General EU Policymaking Tools & Evidence

Enabling: conditions/ considerations

Policymakers can focus on many activities related to their context to support the sustainability and upscaling of NbS implementation. This may include:

1. Removing Obstacles
Clarifying environmental impacts, making hidden costs visible, and phasing out harmful subsidies and negative supply-chain practices.

2. Incentivising NbS
Value ecosystem services, ensuring fair benefit-sharing, and supporting practitioners with training, funding, and reduced risk.

3. Mobilising Finance
Estimating funding needs, improving access to capital, redirecting harmful finance flows, and using innovative financing models.
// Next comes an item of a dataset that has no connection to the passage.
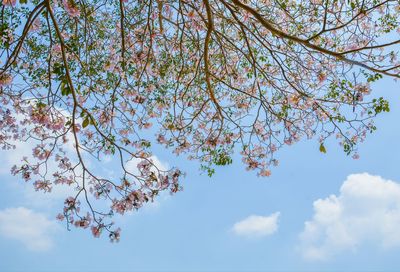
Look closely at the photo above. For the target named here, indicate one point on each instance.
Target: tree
(212, 77)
See our financing guide for more.

4. Enabling Implementation
Integrating NbS into budgets and planning, protecting green/blue infrastructure, applying local knowledge, and investing in monitoring.

To support policymakers in taking these actions, the WWF Powering Nature: Creating the Conditions to Enable Nature-based Solutions report offers a practical framework. It provides clear policy pathways, real examples, and actionable guidance on how to embed NbS in governance, finance, and planning systems. You can read the report here.

The development of policies for NbS is a challenging task, but the urgent need to embed, centralise, and validate NbS as essential actions, for the health of our natural environments and as valuable social and financial investments, demands that we act decisively and collaboratively to integrate them into planning and decision-making processes.